Currently, U.S. pork exports to Peru are restricted by duties as high as 25 percent. Under the PTA, tariffs would be reduced on all pork products, with some products receiving unlimited duty-free access upon implementation of the agreement and many other products getting reductions over a five-year period. All pork tariffs would be phased out in 10 years. Significant sanitary and technical issues also were resolved in the agreement, including recognition by Peru of the U.S. meat inspection system as equivalent to its own, which means that all USDA-approved pork facilities will be eligible to export pork to Peru.

An analysis conducted by Iowa State University economist Dermot Hayes found that when the agreement is fully phased in, U.S. pork exports to Peru would raise U.S. live hog prices by 83 cents a head, increasing producers’ profits by 7 percent.

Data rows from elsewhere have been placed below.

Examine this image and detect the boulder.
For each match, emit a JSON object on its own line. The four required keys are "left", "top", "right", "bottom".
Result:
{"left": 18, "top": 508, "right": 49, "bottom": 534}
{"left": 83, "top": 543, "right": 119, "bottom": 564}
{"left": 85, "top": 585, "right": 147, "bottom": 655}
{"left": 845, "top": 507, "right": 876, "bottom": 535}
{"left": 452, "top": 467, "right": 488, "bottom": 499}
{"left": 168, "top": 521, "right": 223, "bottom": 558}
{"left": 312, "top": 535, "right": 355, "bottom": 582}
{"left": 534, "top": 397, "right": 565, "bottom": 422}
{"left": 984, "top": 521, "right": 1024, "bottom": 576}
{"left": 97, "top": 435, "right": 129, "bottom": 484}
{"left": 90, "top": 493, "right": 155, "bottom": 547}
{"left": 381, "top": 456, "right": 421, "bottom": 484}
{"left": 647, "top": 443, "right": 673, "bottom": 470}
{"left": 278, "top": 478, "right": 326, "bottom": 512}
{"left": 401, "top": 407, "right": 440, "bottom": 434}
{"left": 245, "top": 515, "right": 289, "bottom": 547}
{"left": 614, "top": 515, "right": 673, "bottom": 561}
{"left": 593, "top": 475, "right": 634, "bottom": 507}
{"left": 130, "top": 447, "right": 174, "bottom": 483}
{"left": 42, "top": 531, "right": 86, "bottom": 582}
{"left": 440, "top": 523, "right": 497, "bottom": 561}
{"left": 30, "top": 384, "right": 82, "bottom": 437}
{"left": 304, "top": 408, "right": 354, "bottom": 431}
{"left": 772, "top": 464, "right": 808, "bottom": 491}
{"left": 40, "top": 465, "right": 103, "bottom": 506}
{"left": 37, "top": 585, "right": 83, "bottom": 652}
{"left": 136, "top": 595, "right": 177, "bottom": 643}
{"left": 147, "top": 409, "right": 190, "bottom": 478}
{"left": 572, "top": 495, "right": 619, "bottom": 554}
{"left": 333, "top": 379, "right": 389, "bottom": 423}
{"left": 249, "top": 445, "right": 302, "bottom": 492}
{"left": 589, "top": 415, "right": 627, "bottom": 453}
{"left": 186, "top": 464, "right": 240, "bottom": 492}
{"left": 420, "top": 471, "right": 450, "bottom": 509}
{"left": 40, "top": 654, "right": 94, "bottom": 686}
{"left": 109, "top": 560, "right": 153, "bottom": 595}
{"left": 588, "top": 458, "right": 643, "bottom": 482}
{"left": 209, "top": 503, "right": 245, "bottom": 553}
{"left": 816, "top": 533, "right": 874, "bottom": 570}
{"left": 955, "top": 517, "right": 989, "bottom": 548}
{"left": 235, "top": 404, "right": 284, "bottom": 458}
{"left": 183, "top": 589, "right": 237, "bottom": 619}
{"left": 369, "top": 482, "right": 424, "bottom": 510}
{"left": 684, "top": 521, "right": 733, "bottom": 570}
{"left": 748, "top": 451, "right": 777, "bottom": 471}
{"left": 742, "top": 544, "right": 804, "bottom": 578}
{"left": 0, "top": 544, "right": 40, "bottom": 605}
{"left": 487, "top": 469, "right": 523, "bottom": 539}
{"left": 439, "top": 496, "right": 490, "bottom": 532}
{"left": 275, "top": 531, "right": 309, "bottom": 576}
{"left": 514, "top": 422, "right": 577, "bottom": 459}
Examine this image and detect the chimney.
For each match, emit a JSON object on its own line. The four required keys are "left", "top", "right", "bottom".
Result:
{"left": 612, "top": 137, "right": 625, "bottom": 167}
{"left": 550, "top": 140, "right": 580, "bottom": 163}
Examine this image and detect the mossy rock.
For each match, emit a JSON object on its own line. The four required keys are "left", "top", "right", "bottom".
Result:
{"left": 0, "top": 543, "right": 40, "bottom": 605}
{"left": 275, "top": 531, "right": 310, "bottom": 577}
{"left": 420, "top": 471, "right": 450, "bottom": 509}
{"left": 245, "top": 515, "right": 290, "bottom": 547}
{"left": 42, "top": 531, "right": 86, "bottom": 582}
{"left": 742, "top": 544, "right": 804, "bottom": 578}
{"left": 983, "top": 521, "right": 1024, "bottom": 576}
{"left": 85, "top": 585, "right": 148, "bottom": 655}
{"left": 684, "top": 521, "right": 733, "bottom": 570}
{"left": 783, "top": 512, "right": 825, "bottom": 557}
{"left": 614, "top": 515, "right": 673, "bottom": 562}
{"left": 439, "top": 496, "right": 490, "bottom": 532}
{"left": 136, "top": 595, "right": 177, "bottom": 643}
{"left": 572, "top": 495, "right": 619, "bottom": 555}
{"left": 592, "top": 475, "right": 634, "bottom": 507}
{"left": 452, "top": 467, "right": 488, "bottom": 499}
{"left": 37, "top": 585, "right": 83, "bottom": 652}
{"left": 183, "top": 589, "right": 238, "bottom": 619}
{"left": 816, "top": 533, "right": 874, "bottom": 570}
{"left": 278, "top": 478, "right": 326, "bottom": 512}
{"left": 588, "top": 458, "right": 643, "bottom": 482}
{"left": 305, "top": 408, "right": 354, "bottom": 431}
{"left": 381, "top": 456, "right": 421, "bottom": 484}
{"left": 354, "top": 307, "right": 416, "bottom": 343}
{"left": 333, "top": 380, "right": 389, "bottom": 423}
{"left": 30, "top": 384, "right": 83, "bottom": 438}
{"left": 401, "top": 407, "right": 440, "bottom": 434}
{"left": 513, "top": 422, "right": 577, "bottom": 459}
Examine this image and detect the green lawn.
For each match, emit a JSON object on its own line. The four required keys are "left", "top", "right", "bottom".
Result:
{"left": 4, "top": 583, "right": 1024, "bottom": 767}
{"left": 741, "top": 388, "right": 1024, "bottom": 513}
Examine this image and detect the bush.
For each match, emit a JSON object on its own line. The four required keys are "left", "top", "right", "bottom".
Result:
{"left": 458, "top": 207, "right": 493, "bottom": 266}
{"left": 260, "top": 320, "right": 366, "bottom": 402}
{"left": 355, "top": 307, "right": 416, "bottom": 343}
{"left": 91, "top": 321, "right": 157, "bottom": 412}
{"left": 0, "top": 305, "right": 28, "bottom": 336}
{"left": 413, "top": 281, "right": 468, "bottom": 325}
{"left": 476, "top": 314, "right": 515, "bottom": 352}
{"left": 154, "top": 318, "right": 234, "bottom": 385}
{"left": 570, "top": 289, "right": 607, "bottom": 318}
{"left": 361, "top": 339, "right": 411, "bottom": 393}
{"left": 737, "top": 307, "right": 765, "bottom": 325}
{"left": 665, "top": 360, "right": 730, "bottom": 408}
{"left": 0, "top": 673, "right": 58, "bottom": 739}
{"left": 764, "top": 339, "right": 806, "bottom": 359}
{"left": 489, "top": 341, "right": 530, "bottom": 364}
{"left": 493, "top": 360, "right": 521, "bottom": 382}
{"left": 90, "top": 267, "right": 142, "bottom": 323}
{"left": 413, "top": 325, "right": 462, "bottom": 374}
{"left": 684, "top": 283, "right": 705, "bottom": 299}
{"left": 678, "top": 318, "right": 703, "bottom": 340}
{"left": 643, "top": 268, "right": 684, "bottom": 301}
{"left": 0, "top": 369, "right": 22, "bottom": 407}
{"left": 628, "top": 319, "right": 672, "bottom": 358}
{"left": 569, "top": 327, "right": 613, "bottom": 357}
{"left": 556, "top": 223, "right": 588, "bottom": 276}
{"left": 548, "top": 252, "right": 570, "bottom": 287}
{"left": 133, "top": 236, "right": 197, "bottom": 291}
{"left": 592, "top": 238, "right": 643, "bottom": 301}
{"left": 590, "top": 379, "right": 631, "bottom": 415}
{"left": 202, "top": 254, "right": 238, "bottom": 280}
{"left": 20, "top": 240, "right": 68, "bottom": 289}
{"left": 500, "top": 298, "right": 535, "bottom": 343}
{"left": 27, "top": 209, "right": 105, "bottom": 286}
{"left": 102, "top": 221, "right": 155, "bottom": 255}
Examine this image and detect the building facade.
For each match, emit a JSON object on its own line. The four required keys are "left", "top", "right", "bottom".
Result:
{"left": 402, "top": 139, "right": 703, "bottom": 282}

Just as important, Philippi testified, is the impact of the agreement on income growth in Peru. Most consumers in the Andean nation currently are at income levels that do not allow them to consume meat on a regular basis, she pointed out to the committee. Prosperity created by a free trade agreement will create millions of new customers for U.S. meat and other agricultural products.

“The aggressive market-access provisions coupled with the agreement on equivalence make the Peru agreement a state-of-the-art agreement for pork producers to which all future FTAs will be compared,” Philippi told the committee. “It is imperative that Congress approve the agreement not only because it provides producers a means to export significant amounts of pork to Peru but also because it sets a high standard for future trade agreements.”

Peru’s Congress approved the trade pact Wednesday on a 79-14 vote. The country’s president-elect, Alan Garcia, who will be sworn into office July 28, supports the agreement.